By TIOL News Service

CHENNAI, FEB 27, 2013: THE issues before the Bench are - Whether even if the investment in plant and machinery exceeds Rs one crore, the assessee can claim to be treated as SSI merely because it was treated so in the past; Whether merely because the assessee was erroneously allowed certain benefits in the past, such allowance vests any right in the assessee to claim the same in the next AY; Whether the principle of consistency fails when certain benefits, not legally available to the assessee, were allowed in the past and Whether the doctrine of res judicata is not applicable in the case of administration of tax laws. And the answers go against the assessee.

Facts of the case

The
assessee company, a small scale undertaking, had claimed deduction u/s 80IB. The assessment was completed u/s 143(3), allowing the deduction. Subsequently, the CIT observed that the value of plant & machinery of the assessee company was more than Rs one crore, and the same was not a small scale undertaking u/s 11B of Industries (Development and Regulation) Act, 1951. The CIT observed that us/80IB(14)(g) of the Act the conditions for being small scale undertaking should be satisfied on the last day of the previous year. Thus, invoking powers us/ 263, the CIT directed the AO to reassess the income and allowance of deduction applying ratio laid down us/ 80IB(14)(g) of the Act. Assessee stated that the said conditions were required to be fulfilled only for the first year of claim of deduction. Reliance in this regards was placed on Tribunal's decision in the case of Tata Communication Internet Services Ltd. Also, the assessee contended that the said issue was debatable and thus the original assessment by AO could not be considered as erroneous and prejudicial to the Revenue relying on the Supreme Court decision in case of Malabar Industrial Co. In appeal the assessee argued that the status of small scale undertaking was available till the time the unit was registered as a small scale unit. Further as per the consistency principle the assessee pleaded that since the deduction had been allowed for past A.Y. from 2001-02 to A.Y. 2005-06 where the value of plant & machinery was above Rs one crore, the deduction u/s 80IB could not be denied in the A.Y. under consideration.

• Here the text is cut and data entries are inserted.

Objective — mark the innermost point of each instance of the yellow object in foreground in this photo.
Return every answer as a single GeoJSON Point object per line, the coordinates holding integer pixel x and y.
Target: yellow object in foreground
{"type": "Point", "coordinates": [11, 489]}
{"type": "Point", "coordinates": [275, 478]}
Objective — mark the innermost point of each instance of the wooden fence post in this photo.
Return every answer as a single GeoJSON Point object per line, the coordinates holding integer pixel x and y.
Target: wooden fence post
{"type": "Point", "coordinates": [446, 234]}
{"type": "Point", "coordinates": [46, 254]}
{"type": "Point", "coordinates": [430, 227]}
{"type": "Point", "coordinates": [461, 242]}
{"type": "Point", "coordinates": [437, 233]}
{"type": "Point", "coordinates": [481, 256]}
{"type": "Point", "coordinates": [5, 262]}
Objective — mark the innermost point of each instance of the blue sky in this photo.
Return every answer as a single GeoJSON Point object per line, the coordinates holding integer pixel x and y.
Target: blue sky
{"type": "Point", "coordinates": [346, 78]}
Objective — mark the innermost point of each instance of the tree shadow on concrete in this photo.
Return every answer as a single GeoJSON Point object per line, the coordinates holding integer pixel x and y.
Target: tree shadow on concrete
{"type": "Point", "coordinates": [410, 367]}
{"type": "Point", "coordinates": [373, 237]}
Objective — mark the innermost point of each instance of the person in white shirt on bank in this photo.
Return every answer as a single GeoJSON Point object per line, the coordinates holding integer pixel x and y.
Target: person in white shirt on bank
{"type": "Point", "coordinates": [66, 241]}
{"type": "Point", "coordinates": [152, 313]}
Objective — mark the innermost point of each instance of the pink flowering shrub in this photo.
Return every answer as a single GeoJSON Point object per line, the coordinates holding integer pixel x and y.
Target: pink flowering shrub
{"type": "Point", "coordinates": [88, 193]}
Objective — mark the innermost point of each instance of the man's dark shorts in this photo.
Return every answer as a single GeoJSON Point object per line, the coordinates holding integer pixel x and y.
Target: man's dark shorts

On appeal, the Tribunal held that,

++ we find that as per provisions of section 11B of the Industries (Development and Regulation) Act, 1951, an undertaking to be regarded as small scale industrial undertaking therein must not have investment in plant and machinery exceeding Rs. 1 crore. Thus, in our considered view, the assessee’s undertaking cannot be regarded as small scale industrial undertaking for the year under consideration u/s 11B of the Industries (Development and Regulation) Act, 1951. Moreover, we find that there is no requirement as per the above provisions of section 80IB(14)(g) to have a certificate or otherwise for being regarded as small scale industrial undertaking u/s 80IB of the Act;

++ we find that the conditions regarding assessee’s industrial undertaking being a small scale industrial undertaking is of fact relevant to each year and the same can change on making of further investment in plant and machinery in subsequent year by the assessee or by sale of plant and machinery used in the undertaking by the assessee in the subsequent year. Therefore, merely because of allowance of deduction in an earlier year in which the assessee satisfied the conditions of being a small scale industrial undertaking, it cannot be held that the assessee must be allowed deduction in subsequent eligible years irrespective of the fact whether the assessee remains a small scale industrial undertaking in the subsequent years or not when the condition for allowability of deduction is that the assessee should be a small scale industrial undertaking;

++ therefore, in our considered view, the above decisions of the Bombay High Court are not applicable for deciding the issue under consideration………….. the assessee can be allowed deduction on the satisfaction of conditions envisaged in the law and not merely because it was erroneously allowed any deduction in the earlier years. It is a settled position that res judicata is not applicable in administration of tax laws. No vested right can be held to be created in favour of the assessee merely because of allowance of deduction in earlier years which was not legally entitled to, was allowed.